[swift-evolution] [swift-evolution-announce] [Review #2] SE-0091: Improving operator requirements in protocols
jordan_rose at apple.com
Tue Jul 12 12:35:12 CDT 2016
[Proposal: https://github.com/apple/swift-evolution/blob/master/proposals/0091-improving-operators-in-protocols.md ]
I definitely think this is an improvement over the last version! Nice work, Tony and Doug.
I am a little confused about the implementation, though. The proposal says this:
> Instead, Swift should always perform operator lookup universally such that it sees all operators defined at either module scope or within a type/extension of a type. This gives us the syntactic improvements immediately and the natural Swift thing of defining your functionality within the type or an extension thereof just works.
and then later says
> Therefore, we can achieve the performance improvements by making that insight part of the semantic model: when we find all operators, we also find the operators in the protocols themselves. The operators in the protocols are naturally generic.
> Then, we say that we do not consider an operator function if it implements a protocol requirement, because the requirement is a generalization of all of the operator functions that satisfy that requirement. With this rule, we’re effectively getting the same effects as if users had declared trampoline operators, but it's automatic.
How do we know if an operator function implements a protocol requirement? What happens when an operator function implements a protocol requirement, but is also more general than that? And if we do find the implementation in the protocol, what conformance do we use to invoke the function when the types involved aren’t all 'Self'?
I still prefer the rule that says we perform lookup into the left type and the right type, then fall back to top-level scope for backwards compatibility.
Separately from the lookup rules, I’m still unhappy with the class problem. The proposal states this:
> We expect classes to implement the static operators in the protocol using `class` methods instead of `static` methods, which allows subclases to override them.
However, if lookup only finds the method in the protocol, it’s unclear whether this will call a conforming class's method, a static type’s method, or a dynamic type’s method; if it’s not the last, it’s hardly an “override”. I maintain that this is the wrong behavior for any class hierarchy that does include heterogeneous operations, including "assignment operators, operators for chaining tasks, DSLs for constraint systems, etc” (me, from last time).
More from last time:
>> - for class types, regardless of whether one is a base of the other or both share a common third base type, neither static nor instance methods completely solve the problem and won't until/unless Swift supports multiple dispatch, and the proposed behavior is not a regression in those cases
> I guess I’m not convinced of the chain of reasoning here. “Multi-method dispatch is the most correct way to solve the problem” is fine; “therefore, anything short of that isn’t worth doing” is where I get stuck. Instance methods partially solve the problem, and it’s possible (again, no data on hand) that they solve the problem in the majority of cases.
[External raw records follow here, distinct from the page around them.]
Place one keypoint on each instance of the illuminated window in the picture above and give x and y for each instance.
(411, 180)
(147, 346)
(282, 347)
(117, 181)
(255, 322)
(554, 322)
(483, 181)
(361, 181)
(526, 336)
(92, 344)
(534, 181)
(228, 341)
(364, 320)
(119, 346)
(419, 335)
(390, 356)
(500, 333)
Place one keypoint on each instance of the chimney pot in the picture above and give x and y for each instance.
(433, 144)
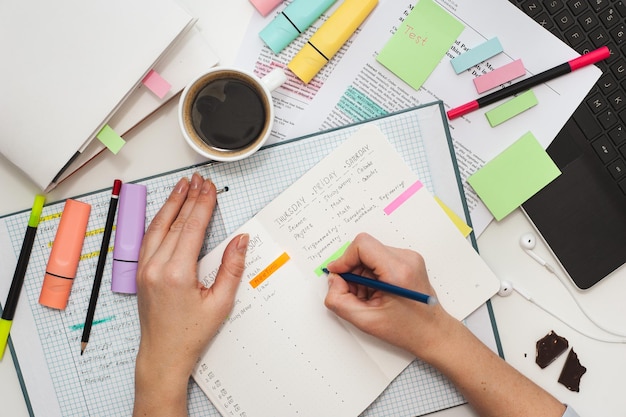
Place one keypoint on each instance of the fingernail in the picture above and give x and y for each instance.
(181, 186)
(242, 244)
(196, 180)
(206, 186)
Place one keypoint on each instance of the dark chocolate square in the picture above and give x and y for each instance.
(572, 372)
(550, 347)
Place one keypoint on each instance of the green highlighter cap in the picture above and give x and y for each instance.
(35, 213)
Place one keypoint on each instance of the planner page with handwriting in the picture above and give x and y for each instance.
(281, 352)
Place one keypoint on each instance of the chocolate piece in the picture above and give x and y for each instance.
(572, 372)
(550, 347)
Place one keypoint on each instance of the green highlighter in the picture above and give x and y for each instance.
(20, 271)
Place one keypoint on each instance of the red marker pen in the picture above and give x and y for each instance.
(576, 63)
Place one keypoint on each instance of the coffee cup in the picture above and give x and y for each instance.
(227, 114)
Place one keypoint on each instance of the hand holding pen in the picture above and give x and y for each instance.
(410, 325)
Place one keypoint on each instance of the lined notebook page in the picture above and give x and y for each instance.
(61, 382)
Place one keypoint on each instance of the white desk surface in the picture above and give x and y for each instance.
(520, 322)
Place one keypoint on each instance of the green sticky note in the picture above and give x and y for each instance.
(420, 43)
(511, 108)
(515, 175)
(110, 139)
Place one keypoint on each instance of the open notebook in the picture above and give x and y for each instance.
(67, 66)
(45, 344)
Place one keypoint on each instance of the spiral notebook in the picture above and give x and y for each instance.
(45, 344)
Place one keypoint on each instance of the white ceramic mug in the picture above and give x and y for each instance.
(227, 114)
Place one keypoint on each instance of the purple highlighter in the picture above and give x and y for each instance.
(131, 224)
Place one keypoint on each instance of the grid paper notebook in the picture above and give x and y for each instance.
(46, 343)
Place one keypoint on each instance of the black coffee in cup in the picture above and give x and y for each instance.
(227, 111)
(227, 114)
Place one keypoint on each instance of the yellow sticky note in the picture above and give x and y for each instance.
(513, 176)
(111, 139)
(458, 222)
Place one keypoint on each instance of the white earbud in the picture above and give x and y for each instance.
(507, 288)
(528, 242)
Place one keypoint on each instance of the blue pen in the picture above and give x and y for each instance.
(291, 22)
(383, 286)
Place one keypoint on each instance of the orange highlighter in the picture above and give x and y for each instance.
(65, 254)
(330, 37)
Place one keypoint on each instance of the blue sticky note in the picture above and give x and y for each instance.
(476, 55)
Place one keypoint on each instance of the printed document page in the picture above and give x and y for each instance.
(353, 86)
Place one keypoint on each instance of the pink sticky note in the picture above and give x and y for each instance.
(156, 84)
(499, 76)
(406, 194)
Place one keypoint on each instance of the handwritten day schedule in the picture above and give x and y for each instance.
(281, 352)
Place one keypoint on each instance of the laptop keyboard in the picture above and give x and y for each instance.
(586, 25)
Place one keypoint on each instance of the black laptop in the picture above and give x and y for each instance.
(582, 214)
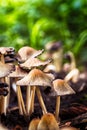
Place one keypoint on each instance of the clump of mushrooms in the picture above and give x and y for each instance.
(34, 124)
(61, 88)
(35, 79)
(26, 52)
(48, 122)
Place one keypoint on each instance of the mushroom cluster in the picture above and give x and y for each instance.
(26, 69)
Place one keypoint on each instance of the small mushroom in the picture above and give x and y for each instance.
(26, 52)
(36, 78)
(3, 91)
(18, 74)
(61, 88)
(34, 62)
(5, 69)
(72, 75)
(5, 51)
(34, 124)
(48, 122)
(55, 51)
(71, 58)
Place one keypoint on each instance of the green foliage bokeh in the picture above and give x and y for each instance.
(36, 22)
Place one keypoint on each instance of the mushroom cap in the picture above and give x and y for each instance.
(73, 74)
(6, 50)
(33, 124)
(5, 69)
(26, 52)
(48, 122)
(68, 128)
(3, 85)
(61, 87)
(36, 77)
(34, 62)
(18, 73)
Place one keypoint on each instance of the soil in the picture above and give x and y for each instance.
(71, 107)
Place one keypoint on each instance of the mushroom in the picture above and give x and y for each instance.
(71, 58)
(34, 124)
(48, 122)
(61, 88)
(33, 62)
(5, 69)
(4, 51)
(26, 52)
(72, 75)
(36, 78)
(68, 128)
(18, 74)
(55, 51)
(3, 127)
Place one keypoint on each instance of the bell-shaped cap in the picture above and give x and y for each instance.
(61, 87)
(34, 62)
(18, 73)
(48, 122)
(26, 52)
(36, 77)
(5, 69)
(6, 50)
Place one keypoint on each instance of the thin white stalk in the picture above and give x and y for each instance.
(57, 108)
(41, 100)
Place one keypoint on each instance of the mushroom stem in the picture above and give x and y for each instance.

> (It’s also possible that the prevalence of OO has made people prefer operators that can be dispatched based on the left-hand side, so I guess I’d want to go look at, e.g. Haskell and Perl to see what operators don’t fit in that bucket.)
> I guess I’d summarize my stance as “this proposal enshrines our current problems with operator semantics in order to improve consistency in the syntax” (with “enshrines” meaning “makes harder to change later”), and that doesn’t seem like a good enough reason to change from what we have now.
…and I have to say I still feel that way. It’s not clear how much of a performance win we’ll get, and it’s not clear these are the right semantics, and it is clear that operators interact poorly with classes.
P.S. The proposal also has this line:
> non-static operator method syntax be deprecated in Swift 2 and removed in Swift 3
which should be updated in one way or another.